Peca, porém, por abusar desse estilo, perdendo um pouco de brilho visual e, principalmente, porque é uma experiência curta demais. Pode ser finalizado em menos de 3 horas, dependendo da capacidade do jogador em conseguir aprender a fazer tantas coisas ao mesmo tempo, o que é uma pena já que há muito potencial no que poderia acontecer em um dia comum na vida — e na morte — do Sam.
É possível, porém, prolongar a vida útil do jogo por meio do modo de Time Attack, procurando formas de avançar mais rapidamente em trechos mais atrapalhados. Ainda assim, é um tempo curto, mas muito bem gasto, sem barriga. Uma experiência recomendada.

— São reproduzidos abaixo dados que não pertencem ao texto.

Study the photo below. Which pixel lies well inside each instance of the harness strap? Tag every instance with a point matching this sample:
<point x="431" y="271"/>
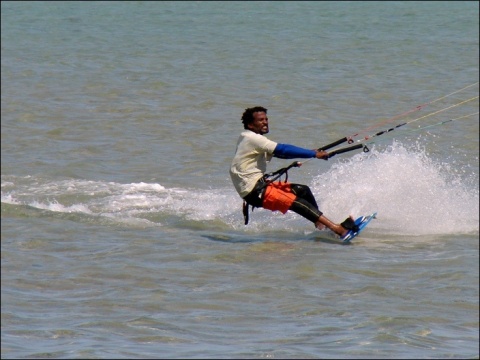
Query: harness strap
<point x="245" y="211"/>
<point x="266" y="181"/>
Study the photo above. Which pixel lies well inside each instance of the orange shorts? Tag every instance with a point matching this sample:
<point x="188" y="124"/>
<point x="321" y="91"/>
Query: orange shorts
<point x="278" y="196"/>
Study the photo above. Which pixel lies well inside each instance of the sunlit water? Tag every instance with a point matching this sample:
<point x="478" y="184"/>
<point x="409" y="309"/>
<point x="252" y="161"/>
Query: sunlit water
<point x="123" y="237"/>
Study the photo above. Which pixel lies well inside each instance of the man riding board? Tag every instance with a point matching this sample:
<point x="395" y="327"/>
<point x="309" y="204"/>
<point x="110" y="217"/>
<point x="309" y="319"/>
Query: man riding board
<point x="248" y="169"/>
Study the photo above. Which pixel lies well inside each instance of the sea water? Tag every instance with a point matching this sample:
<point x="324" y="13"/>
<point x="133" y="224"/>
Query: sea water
<point x="122" y="235"/>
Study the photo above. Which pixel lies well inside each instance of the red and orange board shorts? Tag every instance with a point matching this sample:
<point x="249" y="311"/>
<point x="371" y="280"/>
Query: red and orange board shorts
<point x="278" y="196"/>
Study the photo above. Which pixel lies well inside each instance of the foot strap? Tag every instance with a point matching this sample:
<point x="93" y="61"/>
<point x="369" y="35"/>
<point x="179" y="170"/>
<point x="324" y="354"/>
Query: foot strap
<point x="349" y="224"/>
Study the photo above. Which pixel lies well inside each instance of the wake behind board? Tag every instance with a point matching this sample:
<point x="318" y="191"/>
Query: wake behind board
<point x="362" y="222"/>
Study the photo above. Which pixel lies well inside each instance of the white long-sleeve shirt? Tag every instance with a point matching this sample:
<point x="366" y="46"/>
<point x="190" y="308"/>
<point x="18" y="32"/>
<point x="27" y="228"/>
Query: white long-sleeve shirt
<point x="250" y="161"/>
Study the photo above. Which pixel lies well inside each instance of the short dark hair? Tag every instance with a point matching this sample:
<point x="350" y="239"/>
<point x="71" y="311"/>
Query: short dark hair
<point x="247" y="116"/>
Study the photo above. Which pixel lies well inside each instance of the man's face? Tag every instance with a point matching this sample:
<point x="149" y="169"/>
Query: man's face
<point x="260" y="123"/>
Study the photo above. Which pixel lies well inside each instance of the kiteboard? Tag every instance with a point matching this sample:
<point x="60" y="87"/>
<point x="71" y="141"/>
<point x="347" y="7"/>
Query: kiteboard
<point x="362" y="222"/>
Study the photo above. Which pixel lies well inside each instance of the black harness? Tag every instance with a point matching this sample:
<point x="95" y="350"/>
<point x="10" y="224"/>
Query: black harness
<point x="255" y="197"/>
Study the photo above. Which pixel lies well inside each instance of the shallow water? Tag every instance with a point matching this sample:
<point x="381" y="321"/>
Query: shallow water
<point x="122" y="235"/>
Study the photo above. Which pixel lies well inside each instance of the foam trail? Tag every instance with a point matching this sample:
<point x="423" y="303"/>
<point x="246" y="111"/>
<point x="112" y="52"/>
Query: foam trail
<point x="412" y="194"/>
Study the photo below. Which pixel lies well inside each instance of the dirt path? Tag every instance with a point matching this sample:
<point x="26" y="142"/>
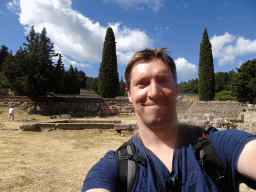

Manual Samuel está disponível para Playstation 4, XBox One e PCs (via STEAM) desde o dia 11 de outubro (O game chega hoje na Steam). Infelizmente, está totalmente em inglês e a versão testada parece ter um bug, já que em teoria há o recurso de legendas (também em inglês) mas que, mesmo ligado, não funcionava. Uma pena, porque para quem não tem facilidade com o idioma original, perde-se muito do humor contido nas falas ao longo da jornada. De qualquer jeito, as trapalhadas do próprio jogador já são suficientes em si para render ótimas gargalhadas.